Johnny Moore discusses the demands of football fan-bases

5 July 2021

Pompey fans
Club News

Summertime Blues: Great Expectations

Johnny Moore discusses the demands of football fan-bases

5 July 2021

It was described as Manchester City’s ‘darkest hour’ in some quarters when they were pipped to the Champions League trophy by Chelsea in May.

That might be a surprise to those who remember what happened 23 years earlier, when Pompey’s final day win at Bradford condemned the men from Maine Road to third tier football.

I’m sure that ‘darkest hour’ description would have been similarly bandied about then – only with far more justification.

City’s recent disappointment came shortly after they had coasted to yet another Premier League title.

The fact is that, despite their lofty position these days, Pompey won five meetings between the sides at Fratton Park between 2001 and 2010.

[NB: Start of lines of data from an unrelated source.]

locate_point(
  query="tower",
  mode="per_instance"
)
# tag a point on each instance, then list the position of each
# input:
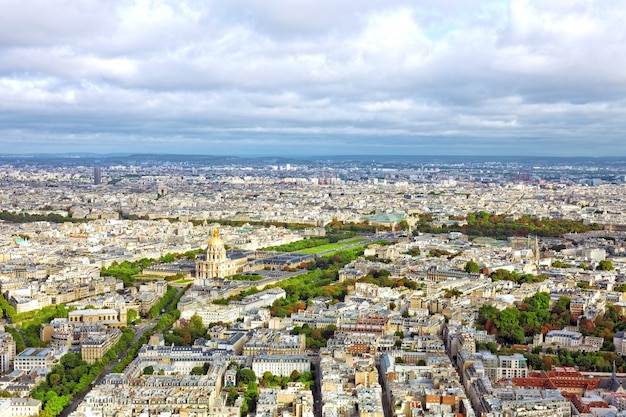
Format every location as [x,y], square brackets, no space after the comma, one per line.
[215,263]
[97,175]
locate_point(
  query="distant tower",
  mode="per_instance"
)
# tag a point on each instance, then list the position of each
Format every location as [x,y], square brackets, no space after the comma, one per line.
[97,175]
[537,252]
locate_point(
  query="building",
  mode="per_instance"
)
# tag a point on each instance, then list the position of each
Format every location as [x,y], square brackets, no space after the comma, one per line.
[281,365]
[19,407]
[215,263]
[97,175]
[7,352]
[110,317]
[96,345]
[32,358]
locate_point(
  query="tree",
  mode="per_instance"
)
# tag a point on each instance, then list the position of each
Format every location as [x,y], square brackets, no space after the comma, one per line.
[294,375]
[605,265]
[246,376]
[197,370]
[131,316]
[472,267]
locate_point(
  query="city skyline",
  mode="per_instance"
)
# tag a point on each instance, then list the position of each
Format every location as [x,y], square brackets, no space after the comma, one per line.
[314,78]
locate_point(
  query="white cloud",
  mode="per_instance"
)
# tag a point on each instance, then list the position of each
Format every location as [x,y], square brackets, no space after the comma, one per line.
[301,71]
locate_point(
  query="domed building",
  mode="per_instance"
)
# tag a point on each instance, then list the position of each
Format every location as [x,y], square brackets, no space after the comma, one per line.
[215,264]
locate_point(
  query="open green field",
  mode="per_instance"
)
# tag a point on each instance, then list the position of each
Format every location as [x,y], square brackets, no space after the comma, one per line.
[330,246]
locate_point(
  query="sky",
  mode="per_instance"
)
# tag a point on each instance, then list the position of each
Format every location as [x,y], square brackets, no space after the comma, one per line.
[318,77]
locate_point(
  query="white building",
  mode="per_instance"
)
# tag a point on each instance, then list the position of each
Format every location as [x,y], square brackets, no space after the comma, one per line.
[32,358]
[280,365]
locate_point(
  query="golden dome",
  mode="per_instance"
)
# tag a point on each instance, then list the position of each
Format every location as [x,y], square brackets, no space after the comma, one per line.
[215,240]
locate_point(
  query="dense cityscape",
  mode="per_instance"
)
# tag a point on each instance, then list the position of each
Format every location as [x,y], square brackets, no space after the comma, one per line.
[161,285]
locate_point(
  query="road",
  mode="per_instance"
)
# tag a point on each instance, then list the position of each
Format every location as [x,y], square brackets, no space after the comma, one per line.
[140,330]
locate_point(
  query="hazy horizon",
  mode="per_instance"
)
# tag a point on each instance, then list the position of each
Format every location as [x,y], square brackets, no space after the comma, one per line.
[282,77]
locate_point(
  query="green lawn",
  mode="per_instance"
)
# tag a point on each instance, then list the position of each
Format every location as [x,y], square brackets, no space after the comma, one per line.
[182,282]
[330,246]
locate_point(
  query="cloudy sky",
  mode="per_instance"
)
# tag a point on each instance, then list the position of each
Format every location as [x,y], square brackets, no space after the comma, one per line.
[292,77]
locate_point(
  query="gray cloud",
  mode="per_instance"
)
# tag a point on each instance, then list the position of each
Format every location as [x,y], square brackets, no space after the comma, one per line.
[367,76]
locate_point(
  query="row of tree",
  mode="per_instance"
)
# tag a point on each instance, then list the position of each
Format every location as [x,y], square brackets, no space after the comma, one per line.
[500,226]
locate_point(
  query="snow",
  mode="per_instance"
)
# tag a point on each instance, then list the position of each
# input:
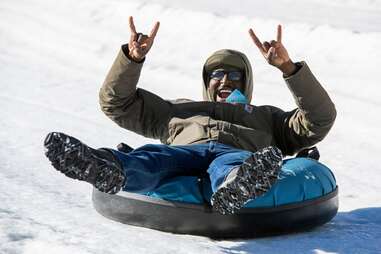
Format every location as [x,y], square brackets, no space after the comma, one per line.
[54,56]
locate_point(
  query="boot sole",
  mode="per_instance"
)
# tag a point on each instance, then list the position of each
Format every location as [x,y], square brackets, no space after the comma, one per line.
[253,179]
[78,161]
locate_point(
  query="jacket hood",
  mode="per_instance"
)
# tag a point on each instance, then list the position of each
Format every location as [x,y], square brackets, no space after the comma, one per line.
[228,58]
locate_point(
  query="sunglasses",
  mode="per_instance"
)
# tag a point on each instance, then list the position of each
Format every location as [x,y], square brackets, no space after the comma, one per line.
[232,75]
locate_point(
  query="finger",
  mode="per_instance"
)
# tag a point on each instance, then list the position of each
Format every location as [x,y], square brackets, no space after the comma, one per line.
[270,55]
[257,41]
[279,34]
[267,46]
[275,44]
[142,38]
[132,25]
[154,30]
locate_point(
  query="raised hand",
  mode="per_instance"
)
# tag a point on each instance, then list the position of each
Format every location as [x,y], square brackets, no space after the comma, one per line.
[140,44]
[274,52]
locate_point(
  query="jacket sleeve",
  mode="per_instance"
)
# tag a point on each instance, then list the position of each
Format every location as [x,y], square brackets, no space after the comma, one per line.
[134,109]
[311,121]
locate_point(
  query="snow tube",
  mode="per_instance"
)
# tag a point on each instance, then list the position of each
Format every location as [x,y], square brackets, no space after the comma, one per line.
[305,196]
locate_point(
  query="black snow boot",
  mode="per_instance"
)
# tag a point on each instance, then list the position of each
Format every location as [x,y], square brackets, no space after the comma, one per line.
[78,161]
[248,181]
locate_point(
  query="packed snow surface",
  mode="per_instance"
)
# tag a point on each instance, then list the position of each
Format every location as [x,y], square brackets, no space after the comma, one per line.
[55,54]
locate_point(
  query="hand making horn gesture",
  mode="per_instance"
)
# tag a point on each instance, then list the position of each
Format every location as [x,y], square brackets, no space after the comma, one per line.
[274,52]
[140,44]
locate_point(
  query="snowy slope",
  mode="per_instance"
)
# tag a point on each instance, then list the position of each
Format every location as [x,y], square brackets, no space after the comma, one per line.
[54,56]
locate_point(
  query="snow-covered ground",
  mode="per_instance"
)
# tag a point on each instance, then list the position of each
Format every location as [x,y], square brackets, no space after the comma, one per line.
[54,56]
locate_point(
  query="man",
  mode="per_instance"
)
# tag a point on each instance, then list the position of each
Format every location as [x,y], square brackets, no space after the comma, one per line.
[238,144]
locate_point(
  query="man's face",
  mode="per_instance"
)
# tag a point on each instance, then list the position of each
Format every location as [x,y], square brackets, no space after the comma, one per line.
[223,82]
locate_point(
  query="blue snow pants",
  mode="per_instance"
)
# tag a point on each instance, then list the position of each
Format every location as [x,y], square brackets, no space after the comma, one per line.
[147,166]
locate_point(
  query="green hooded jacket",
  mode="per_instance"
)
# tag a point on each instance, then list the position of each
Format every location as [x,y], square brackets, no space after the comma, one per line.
[242,126]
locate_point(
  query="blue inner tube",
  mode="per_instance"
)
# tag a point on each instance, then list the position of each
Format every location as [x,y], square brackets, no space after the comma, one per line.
[305,196]
[300,179]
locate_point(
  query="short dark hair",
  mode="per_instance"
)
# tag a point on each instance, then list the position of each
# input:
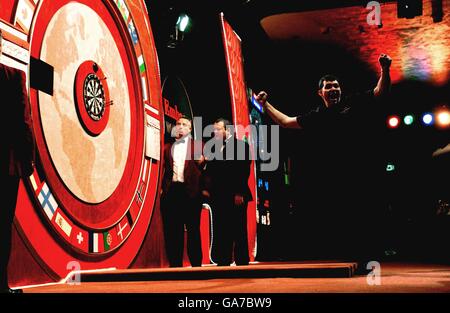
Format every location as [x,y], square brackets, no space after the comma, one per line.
[328,78]
[185,117]
[226,123]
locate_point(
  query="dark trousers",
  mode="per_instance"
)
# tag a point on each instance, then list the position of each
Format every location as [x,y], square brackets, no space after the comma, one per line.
[9,188]
[229,232]
[178,210]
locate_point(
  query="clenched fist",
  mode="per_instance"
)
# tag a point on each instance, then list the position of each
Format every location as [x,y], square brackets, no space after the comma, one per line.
[261,97]
[385,61]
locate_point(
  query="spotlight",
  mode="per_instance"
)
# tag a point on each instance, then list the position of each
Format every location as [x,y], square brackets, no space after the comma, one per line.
[393,121]
[182,26]
[427,119]
[183,22]
[443,118]
[409,8]
[436,11]
[408,119]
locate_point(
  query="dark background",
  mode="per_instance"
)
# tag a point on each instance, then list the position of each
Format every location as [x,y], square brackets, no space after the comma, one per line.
[409,225]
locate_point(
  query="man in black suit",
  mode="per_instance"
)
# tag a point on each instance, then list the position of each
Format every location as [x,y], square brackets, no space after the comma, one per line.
[16,155]
[182,195]
[227,180]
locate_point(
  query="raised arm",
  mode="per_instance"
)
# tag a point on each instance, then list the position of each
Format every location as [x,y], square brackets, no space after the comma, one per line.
[278,117]
[384,83]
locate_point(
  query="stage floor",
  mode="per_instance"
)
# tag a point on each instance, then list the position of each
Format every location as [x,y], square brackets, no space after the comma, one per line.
[305,277]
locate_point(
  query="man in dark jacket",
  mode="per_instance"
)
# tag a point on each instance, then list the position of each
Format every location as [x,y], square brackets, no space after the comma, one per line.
[227,176]
[181,200]
[16,155]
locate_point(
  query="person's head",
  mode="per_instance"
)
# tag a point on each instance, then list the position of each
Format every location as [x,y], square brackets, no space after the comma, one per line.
[221,128]
[183,127]
[329,90]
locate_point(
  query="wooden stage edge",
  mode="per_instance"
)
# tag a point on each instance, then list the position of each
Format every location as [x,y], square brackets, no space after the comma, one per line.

Now, however, with untold riches, a squad full of superstars and a bulging trophy cabinet, reaching the final of Europe’s premier competition for the first time should be viewed as an advance rather than a retreat.

Similarly, yet on a more modest level, I read some accounts that Pompey are ‘going backwards’ and on a ‘downward trajectory’ – a quick glance on social media would show you that there are less pleasant versions of that message.

Lest we all forget that it was not so long ago that we were consumed with despair over whether the club would ever emerge from that ‘awful hoofball division’ better known as League Two.

I read that the side who finally escaped the fourth tier were much better than the bunch we had last season – both individually and collectively.

That is despite those same players being roundly booed from the pitch following a home defeat to Crewe just a couple of months before the silverware was claimed in dramatic fashion.

These days the despair has simply transferred up a division, so one wonders where the demands and expectations end.

What happens when we eventually do reach the Championship? Many claim it to be our natural habitat, so will they be content to graze in those pastures indefinitely?

Or will there even be a short period of grace before the cries commence that Pompey need to continue their upwardly mobile progress? Then, how long before we should establish ourselves as a top-flight force?

It is, of course, an entirely natural impulse. Why climb a mountain and give up halfway through when the summit awaits?

Living in the past also has its limitations. You cannot stay on your knees forever, worshipping the hammer of a High Court judge who allowed the community takeover that ensured our survival.

They were times when the familiar cry from the Fratton faithful was of a burning desire to debate football once more – to moan about managers, players, tactics and results.

All that had gone out of the window, with the biggest battles now fought in courtrooms. Meanwhile, like a large rock, the Blues sunk from football’s top table to the basement without so much as a whimper.

The only concern was about having a club to support at all. Now they truly were days when we were hurtling backwards.

There was another familiar call at the time – the one about Pompey never having to go through the wringer like that again. An assured future was all that mattered.

Thanks to the club presidents, Pompey Supporters’ Trust and passionate fans, who then passed the baton on to the Eisner family, those dark days are thankfully a thing of the past.

The ‘brick by brick’ approach might not be everyone’s cup of tea and finishing eighth in League One perhaps feels like a disaster, but it sure trumps some shady figure seeking a short-term thrill on the road to oblivion. Been there, done that.

We cannot live our lives in the past, but when judging the present, it certainly does not hurt to remember what has gone before.